Empu Kuturan telah membangun desa adat demi terwujudnya kesejahteraa masyarakat Bali. Pertama, adanya konsep Tri Hita Karana yang menjunjung tinggi keserasian hubungan antara manusia dengan Tuhan (parahyangan), manusia dengan sesamanya (pawongan), dan manusia dengan lingkungannya (palemahan).
Kedua, semua orang yang tergabung dalam suatu desa pakraman adalah bersaudara, yang kemudian dikenal dengan istilah “krama desa”. Setiap krama berhak dijaga kehormatan dan kesejahteraan lahir batinnya. Peningkatan kesejahteraan sosial ekonomi, misalnya, telah dilakukan dengan mengoptimalkan fungsi ekonomi pertanian subak yang selanjutnya kini diperkuat dengan adanya Lembaga Perkreditan Desa (LPD) di setiap desa pakraman.
Krama desa di Bali perlu dilindungi dari ancaman HIV dan AIDS. Upaya membentengi krama dari ancaman AIDS merupakan bagian dari upaya menjaga keharmonisan pawongan dan palemahan. Dengan dukungan Pemda dan masyarakat, kerjasama Majelis Madya Desa Pakraman dan KPA Kabupaten/kota setempat bisa segera diwujudkan untuk mengantisipasi masalah AIDS di daerahnya. Program desa adat (pakraman) perlu lebih diorientasikan ke aspek pawongan, di samping aspek palemahan dan parahyangan yang mendukung kehidupan adat-agama yang sangat baik selama ini.
Bencana tsunami AIDS bakal menjadi kenyataan apabila penularan HIV yang kian merengsek ke wilayah pedesaan di Bali saat ini tidak mendapatkan respon yang selayaknya. Sudah saatnya krama desa peduli AIDS menjadi subjek untuk melakukan pencegahan, yakni membentengi diri dan keluarganya dari ancaman AIDS serta peduli terhadap upaya perawatan, pengobatan dan dukungan (CST) terhadap orang yang (telanjur) terinfeksi HIV. [b]

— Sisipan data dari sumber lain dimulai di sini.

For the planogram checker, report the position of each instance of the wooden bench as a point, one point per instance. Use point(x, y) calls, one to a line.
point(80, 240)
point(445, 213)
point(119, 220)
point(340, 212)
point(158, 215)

persis. tulisan ini mendeskripsikan dengan amat jelas ttg situasi terkini HIV dan AIDS di bali. dari semula hanya pd populasi kunci, seperti IDU, gay, PSK, dan semacamnya, HIV dan AIDS makin menular pd ibu rumah tangga dan anak2.
parahnya, ketika epidemi ini makin menjalar ke populasi umum, pada saat yg sama justru ada penolakan dari warga. HIV dan AIDS masih dianggap penyakit kotor dan karena itu mereka yg meninggal pun harus dibuang.
menyedihkan..
mas anton…ini dayu, bole tanya data photo dan almt subjek dlm photo…kebetulan dayu diajak teman u/buat acara charity…tapi msh blm nemu topik…bisa kasih info? siapa tau kita bs bantu..suksma
Selama penanggulangan tidak dilakukan dg cara-cara yang konkret, maka selama itu pula penyebaran HIV/AIDS akan terus terjadi. Norma, moral dan agama tdk ada kaitannya secara langsung dg penularan HIV.
(Praktek) pelacuran, ‘gigilo’, dll. menjadi bagian dari penyebaran HIV, sehingga perlu ada program yg konikret. Mengapa Pemprov Bali tdk melihat keberhasilan Thailand menuruntkan insiden infeksi HIV baru pada laki2?